A maximum of 36 sites were set up in the strait and they were mostly sampled in months of 2012–2015 (Fig. 1). To simplify the results, only the samples from surface water are analyzed in this report.

Phytoplankton samples were collected with bottle sampler. It is a cylinder PMMA which can take the water sample from 15 m below the water surface with capacity of 2–5 L seawater per sampling. Here, surface water samples were taken at 0.3 m below the water surface. In the surveys, 1 L water was taken, prepared and concentrated for counting.

Water sample is fixed with 5% Lugol’s solution before settled and concentrated. Settlement finished after 24 h and the supernatant is siphoned.
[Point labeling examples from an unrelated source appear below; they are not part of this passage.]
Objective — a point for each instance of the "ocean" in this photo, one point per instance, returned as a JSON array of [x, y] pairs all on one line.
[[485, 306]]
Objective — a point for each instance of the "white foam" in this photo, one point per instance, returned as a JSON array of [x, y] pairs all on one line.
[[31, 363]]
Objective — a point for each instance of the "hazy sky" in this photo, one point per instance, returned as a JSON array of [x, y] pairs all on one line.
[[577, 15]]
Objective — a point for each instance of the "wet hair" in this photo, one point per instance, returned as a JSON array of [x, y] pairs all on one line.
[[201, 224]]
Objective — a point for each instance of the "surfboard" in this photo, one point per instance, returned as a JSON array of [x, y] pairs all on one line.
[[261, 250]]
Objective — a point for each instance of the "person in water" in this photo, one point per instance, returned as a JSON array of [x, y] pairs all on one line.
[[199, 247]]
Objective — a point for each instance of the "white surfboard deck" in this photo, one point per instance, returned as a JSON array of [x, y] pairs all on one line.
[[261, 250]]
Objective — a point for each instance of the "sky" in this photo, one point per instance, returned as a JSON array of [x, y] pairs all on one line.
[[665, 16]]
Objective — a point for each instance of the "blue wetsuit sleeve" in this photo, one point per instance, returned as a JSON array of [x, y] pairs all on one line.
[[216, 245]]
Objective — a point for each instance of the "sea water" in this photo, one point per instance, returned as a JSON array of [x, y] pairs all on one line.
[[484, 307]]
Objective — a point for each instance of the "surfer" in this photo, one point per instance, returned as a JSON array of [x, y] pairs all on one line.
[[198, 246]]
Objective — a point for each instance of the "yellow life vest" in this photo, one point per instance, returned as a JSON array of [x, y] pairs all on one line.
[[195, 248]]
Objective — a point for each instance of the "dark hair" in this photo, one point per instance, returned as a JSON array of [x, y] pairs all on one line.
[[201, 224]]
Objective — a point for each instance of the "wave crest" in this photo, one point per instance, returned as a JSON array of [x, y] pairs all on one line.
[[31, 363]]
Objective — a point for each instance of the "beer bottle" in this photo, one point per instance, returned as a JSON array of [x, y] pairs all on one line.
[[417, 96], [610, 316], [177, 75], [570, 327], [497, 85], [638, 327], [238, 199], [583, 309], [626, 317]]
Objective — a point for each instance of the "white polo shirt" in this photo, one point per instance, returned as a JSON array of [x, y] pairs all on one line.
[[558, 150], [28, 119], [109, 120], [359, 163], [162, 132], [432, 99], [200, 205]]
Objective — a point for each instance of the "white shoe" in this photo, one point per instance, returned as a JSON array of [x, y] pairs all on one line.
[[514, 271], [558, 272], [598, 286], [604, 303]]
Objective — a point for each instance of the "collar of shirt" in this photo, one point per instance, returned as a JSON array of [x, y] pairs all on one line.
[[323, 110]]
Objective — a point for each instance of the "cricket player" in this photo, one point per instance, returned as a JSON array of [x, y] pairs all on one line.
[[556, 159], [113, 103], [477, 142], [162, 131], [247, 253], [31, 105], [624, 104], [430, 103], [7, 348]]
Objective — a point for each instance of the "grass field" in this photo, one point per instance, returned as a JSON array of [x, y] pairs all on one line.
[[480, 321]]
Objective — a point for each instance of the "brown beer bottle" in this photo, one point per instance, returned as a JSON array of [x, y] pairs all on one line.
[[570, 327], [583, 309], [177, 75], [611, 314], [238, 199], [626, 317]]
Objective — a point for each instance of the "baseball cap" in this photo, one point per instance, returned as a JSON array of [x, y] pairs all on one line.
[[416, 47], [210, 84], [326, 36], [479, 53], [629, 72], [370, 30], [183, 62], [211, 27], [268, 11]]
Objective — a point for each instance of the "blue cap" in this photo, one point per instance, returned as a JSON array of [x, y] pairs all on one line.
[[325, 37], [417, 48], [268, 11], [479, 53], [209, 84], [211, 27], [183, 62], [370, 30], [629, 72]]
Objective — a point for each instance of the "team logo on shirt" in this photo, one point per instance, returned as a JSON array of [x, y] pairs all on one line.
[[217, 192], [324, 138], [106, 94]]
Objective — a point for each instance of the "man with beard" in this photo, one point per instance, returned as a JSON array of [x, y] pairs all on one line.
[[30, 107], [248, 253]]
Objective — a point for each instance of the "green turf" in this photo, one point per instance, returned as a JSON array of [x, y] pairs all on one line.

Then, the remains of the water sample were collected carefully and put finally into a 50 mL screw vial. All samples were stored in dark before carried to the laboratory of Third Institute of Oceanography, Ministry of Natural Resources, in Xiamen of China.

A special Stempel pipette in given volume of 1–5 mL, depending on the cell density, is used for the subsample. Before sub-sampling the vial is gently reversed several times to mix fully the phytoplankton cells. Subsample of concentrated sea water in the vial is moved to a glass chamber that is covered with slide for observation. Sample examination and cell counting are done under the inverted microscope Olympus CKX41. Generally, a minimum of 400 cells were counted per chamber (Venrick, 1978 with reference to Lund et al., 1958).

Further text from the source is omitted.